A desultory libertine mourns a failed relationship over the course of two harsh winters in this unprecedented portrait of millennials living in Seoul.
The time is roughly now and Kai, a white-collar worker, has just been abandoned by his longtime lover. Follow him through the city’s alleyways as he reels from this sudden departure. Accompany him up snowy mountains where he contemplates ending his own life. That mourning can be both a sensuous and revelatory art is epitomized in the paths that Kai crosses and the lives he alters for better or worse.
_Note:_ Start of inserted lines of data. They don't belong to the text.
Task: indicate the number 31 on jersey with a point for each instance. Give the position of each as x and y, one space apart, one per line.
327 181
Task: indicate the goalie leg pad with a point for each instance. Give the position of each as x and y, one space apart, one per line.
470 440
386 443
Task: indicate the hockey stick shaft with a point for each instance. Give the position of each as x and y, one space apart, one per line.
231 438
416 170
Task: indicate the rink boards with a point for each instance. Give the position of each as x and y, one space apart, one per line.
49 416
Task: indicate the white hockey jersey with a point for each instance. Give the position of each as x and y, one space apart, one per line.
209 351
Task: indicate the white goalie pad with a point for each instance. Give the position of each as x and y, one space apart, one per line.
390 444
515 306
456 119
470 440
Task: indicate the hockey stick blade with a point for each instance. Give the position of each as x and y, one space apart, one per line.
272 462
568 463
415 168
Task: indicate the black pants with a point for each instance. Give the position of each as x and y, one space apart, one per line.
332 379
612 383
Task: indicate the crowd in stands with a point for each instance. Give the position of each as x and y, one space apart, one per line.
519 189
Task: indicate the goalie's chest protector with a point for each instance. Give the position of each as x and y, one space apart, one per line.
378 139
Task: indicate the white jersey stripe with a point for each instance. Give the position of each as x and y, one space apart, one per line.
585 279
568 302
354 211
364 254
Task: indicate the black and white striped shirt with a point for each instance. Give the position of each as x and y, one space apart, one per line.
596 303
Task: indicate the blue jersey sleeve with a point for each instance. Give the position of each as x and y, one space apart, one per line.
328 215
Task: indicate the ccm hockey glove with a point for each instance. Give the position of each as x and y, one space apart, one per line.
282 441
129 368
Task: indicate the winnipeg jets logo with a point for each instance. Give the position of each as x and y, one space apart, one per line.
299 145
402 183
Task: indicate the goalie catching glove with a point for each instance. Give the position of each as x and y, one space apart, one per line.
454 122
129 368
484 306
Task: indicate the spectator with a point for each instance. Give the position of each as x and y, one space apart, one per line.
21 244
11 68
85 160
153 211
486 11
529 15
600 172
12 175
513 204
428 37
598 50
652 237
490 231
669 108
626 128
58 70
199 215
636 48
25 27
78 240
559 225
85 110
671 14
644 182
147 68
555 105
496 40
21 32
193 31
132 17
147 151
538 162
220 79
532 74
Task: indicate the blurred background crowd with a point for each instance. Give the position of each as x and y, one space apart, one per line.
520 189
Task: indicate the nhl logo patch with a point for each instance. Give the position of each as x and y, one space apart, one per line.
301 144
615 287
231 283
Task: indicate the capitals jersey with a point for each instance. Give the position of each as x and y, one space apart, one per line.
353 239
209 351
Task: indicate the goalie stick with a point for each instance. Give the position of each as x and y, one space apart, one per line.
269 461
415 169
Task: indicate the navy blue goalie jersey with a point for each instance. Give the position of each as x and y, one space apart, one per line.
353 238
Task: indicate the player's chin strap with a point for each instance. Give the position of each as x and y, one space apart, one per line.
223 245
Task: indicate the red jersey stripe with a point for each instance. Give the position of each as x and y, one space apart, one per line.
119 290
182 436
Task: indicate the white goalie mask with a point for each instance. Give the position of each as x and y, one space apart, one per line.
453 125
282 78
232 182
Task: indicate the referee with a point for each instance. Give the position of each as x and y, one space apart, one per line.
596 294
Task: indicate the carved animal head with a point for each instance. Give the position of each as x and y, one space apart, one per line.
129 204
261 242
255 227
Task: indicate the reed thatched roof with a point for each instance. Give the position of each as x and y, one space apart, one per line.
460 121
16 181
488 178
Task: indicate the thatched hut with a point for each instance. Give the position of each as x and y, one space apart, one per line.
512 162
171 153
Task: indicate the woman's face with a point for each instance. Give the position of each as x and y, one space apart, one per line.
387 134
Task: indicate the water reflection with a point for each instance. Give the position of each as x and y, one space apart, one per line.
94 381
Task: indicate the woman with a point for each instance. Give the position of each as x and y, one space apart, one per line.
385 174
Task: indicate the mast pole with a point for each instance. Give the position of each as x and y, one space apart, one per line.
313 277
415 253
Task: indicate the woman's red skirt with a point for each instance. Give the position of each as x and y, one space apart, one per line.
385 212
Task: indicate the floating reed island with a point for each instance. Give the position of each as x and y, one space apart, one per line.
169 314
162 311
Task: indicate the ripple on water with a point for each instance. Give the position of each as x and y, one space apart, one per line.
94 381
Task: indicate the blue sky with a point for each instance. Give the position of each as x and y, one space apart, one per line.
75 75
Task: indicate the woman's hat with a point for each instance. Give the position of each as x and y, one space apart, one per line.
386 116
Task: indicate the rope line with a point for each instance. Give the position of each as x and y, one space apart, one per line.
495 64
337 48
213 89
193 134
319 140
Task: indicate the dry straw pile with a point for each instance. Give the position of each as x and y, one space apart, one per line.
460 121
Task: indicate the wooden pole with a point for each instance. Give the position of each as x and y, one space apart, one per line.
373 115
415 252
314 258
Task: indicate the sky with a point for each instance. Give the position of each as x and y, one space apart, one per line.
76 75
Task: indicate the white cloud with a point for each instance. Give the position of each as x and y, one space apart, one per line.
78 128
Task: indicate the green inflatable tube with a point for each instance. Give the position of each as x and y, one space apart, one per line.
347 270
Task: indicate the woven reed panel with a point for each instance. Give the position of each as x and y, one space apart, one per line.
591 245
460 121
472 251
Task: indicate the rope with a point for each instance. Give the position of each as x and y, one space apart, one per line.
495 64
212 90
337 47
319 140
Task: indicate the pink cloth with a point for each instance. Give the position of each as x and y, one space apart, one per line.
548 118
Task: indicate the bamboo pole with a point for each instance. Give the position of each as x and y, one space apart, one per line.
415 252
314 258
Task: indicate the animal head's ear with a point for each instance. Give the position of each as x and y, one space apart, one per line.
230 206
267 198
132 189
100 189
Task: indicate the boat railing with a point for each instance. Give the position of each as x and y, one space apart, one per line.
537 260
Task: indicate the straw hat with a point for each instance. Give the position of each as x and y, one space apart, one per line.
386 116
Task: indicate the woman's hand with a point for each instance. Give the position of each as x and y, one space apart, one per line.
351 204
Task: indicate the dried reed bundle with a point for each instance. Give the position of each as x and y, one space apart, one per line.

Kai is not the only one feeling disoriented and aimless these days. Those in his inner circle similarly experience personal crises as they go through their thirties in a nation simmering with class and generational tensions, as well as the specter of new and old wars. Doing for Seoul what Kathy Acker does for New York City and Virginie Despentes for Paris, Ery Shin evokes contemporary Seoul in all of its glory and turmoil. Phantasmagorical, melancholic, and daringly irreverent, Spring on the Peninsula is a poignant debut novel and a meditation on modern life in a city beset by North Korea’s shadow.
About the Author
Ery Shin was born in Ames, Iowa, in 1986, and raised in Manhattan for the first decade of her life, then Seoul for the second. She received a bachelor's degree in English from Princeton University and a doctorate from the University of Oxford. The author of Gertrude Stein’s Surrealist Years, a study of Stein’s later experimental gestures and their philosophical implications within Hitler’s Europe, she is currently an assistant professor of English at the University of Southern Mississippi. Spring on the Peninsula is her first novel.